From 12-1 lunch will be served with the food provided by the Miller Family. At this time there will also be a meet and greet. Those in attendance can expect to be fed very well and are encouraged to bring cameras so they can take photos with the fighters.

From 1-3 AMA’s head Muay Thai instructor and Muay Thai champion Kaensek Sor Ploenjit will teach many of the sports' techniques. He will be assisted by the other fighters in attendance. For those of you who just want to attend the striking-only portion of the seminar, the cost will be $100.

If you decide to spend the whole day the cost will be $175. When you think about the experience that is being offered and how important your donation will be, it seems like very little. It’s not every day you get to train and eat with UFC fighters for over five hours. It’s also not every day that you can make a huge difference in someone’s life like you can this coming Saturday.


There will also be raffles and prizes made available. Some of the prizes you could bring home are the shorts Jim wore in his UFC debut against David Baron at UFC 89. Jim took home the "Submission of the Night" bonus that evening. Other memorabilia being offered are shirts, gloves, trunks and memberships at AMA Fight Club. If you are not able to attend you can always make a monetary donation by visiting this website.

A lot of us tend to take the health of our children for granted. It doesn’t make you a bad person; it's human nature. For me, I know from my own experiences that without the help of some very talented doctors and the donations made by total strangers I would not be here today.

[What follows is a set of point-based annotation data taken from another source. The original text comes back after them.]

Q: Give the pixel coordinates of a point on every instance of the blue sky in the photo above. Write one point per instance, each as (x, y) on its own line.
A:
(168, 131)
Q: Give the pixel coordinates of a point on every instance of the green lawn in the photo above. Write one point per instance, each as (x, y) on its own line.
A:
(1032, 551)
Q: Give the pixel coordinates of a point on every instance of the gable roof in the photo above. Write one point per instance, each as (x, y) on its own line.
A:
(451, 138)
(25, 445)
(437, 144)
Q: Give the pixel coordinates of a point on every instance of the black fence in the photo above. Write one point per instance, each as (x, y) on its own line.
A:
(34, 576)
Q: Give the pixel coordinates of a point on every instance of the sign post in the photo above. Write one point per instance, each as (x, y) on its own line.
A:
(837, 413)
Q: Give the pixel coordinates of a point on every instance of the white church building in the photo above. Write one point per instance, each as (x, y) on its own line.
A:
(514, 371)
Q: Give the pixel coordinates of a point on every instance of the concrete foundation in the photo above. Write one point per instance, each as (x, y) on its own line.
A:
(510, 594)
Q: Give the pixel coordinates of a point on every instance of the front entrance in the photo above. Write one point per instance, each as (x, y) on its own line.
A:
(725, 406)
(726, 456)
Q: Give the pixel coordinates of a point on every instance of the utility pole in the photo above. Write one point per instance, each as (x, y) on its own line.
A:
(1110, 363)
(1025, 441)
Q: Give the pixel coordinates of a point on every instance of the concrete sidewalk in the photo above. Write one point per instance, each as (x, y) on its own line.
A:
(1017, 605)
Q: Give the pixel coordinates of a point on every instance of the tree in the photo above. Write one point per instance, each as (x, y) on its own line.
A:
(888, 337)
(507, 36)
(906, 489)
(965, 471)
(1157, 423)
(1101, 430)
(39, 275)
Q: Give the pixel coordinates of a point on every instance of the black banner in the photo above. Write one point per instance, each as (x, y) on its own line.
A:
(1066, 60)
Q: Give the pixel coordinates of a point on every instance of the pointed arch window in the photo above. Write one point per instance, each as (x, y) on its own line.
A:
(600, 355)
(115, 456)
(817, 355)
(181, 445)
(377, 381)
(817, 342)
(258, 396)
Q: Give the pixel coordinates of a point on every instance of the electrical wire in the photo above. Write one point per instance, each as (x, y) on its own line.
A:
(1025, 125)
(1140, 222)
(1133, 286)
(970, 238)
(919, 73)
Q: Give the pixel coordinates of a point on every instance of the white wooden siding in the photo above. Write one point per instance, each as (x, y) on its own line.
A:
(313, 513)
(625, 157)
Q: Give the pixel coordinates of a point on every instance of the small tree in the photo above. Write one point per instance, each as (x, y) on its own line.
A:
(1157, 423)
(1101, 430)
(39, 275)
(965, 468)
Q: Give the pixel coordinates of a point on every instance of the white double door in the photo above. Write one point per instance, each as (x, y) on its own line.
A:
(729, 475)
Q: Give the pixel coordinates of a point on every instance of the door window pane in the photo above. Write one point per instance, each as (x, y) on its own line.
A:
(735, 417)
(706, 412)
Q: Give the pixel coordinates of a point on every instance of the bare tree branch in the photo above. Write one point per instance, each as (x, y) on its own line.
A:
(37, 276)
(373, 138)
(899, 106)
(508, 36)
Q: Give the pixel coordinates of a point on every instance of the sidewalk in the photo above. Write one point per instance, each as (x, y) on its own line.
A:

I was born in 1974 with a congenital heart disorder; I had closed heart surgery when I was just three weeks old. I was one of the first infants to have a heart operation–it simply was too risky back then. After more surgery and the implantation of a pacemaker at the age of three, I stand here today.

I am also the father of two beautiful children and thank God every day that they are healthy. I realize just how lucky my wife and I are and I will never take their health for granted. As long as I am alive I will be grateful and I will do whatever I can to help those who are in need.